Nowhere is the privilege of experiencing miracles on earth more apparent than in the journey of pregnancy in one’s life. Science has made it possible to witness the baby’s growth with the help of advanced ultrasonography technology. Watching, hearing and feeling the little miracle growing inside you is an unforgettable experience.
Fetal Medicine is a branch of medicine that includes the assessment of fetal growth, well-being, diagnosis of fetal illness and abnormalities. With advances in technology and medicine, our capability to diagnose and treat problems while the baby is still in the womb has been better than ever. Therefore, the fetus is increasingly becoming an independent individual and fetal medicine is the specialty that addresses this “unborn patient”.
Fetal medicine includes prenatal diagnosis and fetal treatment. Prenatal diagnosis is the ever-improving ability to detect abnormal conditions of the fetus and to differentiate them from normal fetal development. The most common test used for prenatal diagnosis is ultrasound.
For the majority of women who undergo prenatal testing, the results confirm the absence of certain abnormalities. Thus, many of those who had entered pregnancy at increased risk because of a specific indication (for example, family history, advanced age or use of certain prescribed medication) or who were more generally anxious can gain welcome reassurance and continue enjoying their pregnancy.
Scientific advances in the last 20 years have improved our clinical ability to detect and address the many potential pregnancy complications from as early as the 12th week of your pregnancy.
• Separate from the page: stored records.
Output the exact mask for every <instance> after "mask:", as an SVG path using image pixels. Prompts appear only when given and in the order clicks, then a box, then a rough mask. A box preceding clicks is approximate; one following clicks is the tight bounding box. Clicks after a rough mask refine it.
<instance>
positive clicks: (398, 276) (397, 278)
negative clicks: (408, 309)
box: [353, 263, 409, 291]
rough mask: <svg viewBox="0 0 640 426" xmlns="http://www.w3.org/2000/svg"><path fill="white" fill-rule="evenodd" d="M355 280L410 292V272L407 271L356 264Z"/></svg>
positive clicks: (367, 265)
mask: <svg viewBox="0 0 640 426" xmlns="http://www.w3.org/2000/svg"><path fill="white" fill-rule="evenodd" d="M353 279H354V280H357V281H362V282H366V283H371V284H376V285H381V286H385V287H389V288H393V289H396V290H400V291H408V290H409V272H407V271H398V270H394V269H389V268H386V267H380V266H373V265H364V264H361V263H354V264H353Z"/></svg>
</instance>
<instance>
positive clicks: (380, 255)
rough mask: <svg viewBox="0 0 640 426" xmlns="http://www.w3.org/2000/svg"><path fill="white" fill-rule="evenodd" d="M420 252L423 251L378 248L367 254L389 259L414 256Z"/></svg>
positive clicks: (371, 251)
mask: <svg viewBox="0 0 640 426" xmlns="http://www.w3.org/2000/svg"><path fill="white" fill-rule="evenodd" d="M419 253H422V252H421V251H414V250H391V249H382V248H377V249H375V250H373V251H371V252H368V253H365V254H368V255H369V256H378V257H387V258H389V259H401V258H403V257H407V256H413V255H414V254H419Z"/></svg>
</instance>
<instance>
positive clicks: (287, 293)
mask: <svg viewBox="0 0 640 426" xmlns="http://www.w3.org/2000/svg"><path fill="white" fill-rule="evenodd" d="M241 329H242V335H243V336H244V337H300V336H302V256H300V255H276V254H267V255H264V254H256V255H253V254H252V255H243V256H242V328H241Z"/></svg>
The schedule and content of antenatal visits is now much more personalized and specific to your pregnancy based on prenatal ultrasound diagnosis and reporting.
Your first scan is usually early in your pregnancy, between 6 to 9 weeks. The indication or need to perform an early ultrasound scan would normally be to identify the location and number of gestational sacs, to assign a gestational age to your pregnancy or to determine whether the pregnancy has a normal appearance. In certain cases, it could also be to evaluate maternal symptoms such as bleeding or pain.
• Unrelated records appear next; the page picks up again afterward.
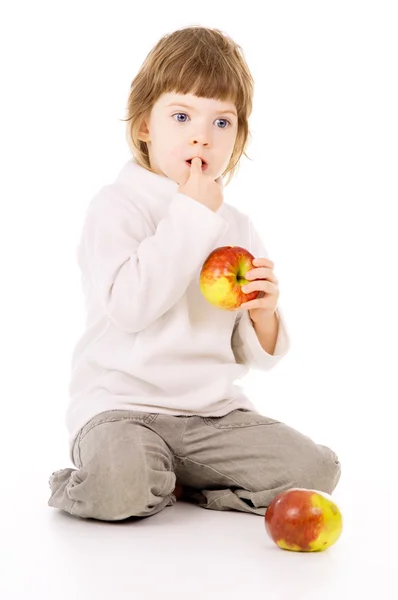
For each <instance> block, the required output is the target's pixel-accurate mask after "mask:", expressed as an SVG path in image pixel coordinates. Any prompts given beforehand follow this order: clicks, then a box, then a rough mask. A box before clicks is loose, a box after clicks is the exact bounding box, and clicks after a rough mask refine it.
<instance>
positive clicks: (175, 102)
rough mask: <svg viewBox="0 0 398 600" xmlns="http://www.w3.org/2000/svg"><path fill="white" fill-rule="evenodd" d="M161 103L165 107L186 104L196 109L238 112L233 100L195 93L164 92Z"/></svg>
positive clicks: (180, 105) (160, 101) (159, 99)
mask: <svg viewBox="0 0 398 600" xmlns="http://www.w3.org/2000/svg"><path fill="white" fill-rule="evenodd" d="M159 103H160V104H161V105H162V107H165V108H166V107H169V106H181V105H185V106H189V107H192V108H194V109H196V110H205V111H206V110H209V111H214V110H215V111H217V110H221V111H233V112H234V113H235V114H236V107H235V105H234V104H233V103H231V102H228V101H225V100H216V99H215V98H200V97H199V96H195V95H194V94H175V93H168V94H163V96H162V97H161V98H160V99H159Z"/></svg>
During the first trimester of pregnancy, a unique and dramatic sequence of events occurs, defining the most critical and tenuous period of human development: the remarkable transformation of a single cell into a recognizable human being. As ultrasound technology continues to evolve and improve there is an increasing emphasis on early screening of fetal complications.
Fetal Nuchal ranslucency [NT] scans can rule out Down syndrome and other chromosomal abnormalities by detecting them early. This is also known as the first-trimester screening test. With prenatal testing, a wide range of congenital anomalies that can affect the brain, skull, abdominal wall, urinary tract, skeleton, and limbs can also be ruled out.
For your ultrasound scan in 2nd trimester of pregnancy, the fetus has grown sufficiently in size and remarkable anatomic detail can be visualized. During this period, an anomaly scan or targeted imaging for fetal anomalies [TIFFA] is done. The main aim of this scan is to confirm that all fetal structures are normal.
In your second trimester of pregnancy, if you haven’t had the opportunity to undergo a first trimester screening test, it is recommended that you undergo a triple marker or quadruple marker test at around 16 weeks of your pregnancy. This is also known as the second trimester screening test.
The most common reason for a scan in the third trimester is to check that your baby is growing normally; this is referred to simply as a growth scan. If you have had complications in previous pregnancies or have a medical condition such as diabetes or high blood pressure, you will probably be recommended to undergo regular ultrasound scans in your third trimester. Ultrasound scans in the third trimester may also be prescribed to check the position of the baby and placenta or to monitor amniotic fluid levels and placental function with the help of Doppler scans. These scans in the third trimester help your doctor in planning the delivery of your baby.
While this article talks about the purpose of prenatal testing and various ultrasound scans, please remember that most babies are born healthy and that in a majority of pregnancies, prenatal testing confirms the absence of certain abnormalities. Early and accurate screening gives you and your family peace of mind during your pregnancy and expertise in fetal ultrasound and fetal medicine help your doctor to ensure good pregnancy outcomes for you and your baby.
The Birthplace wishes you a happy pregnancy!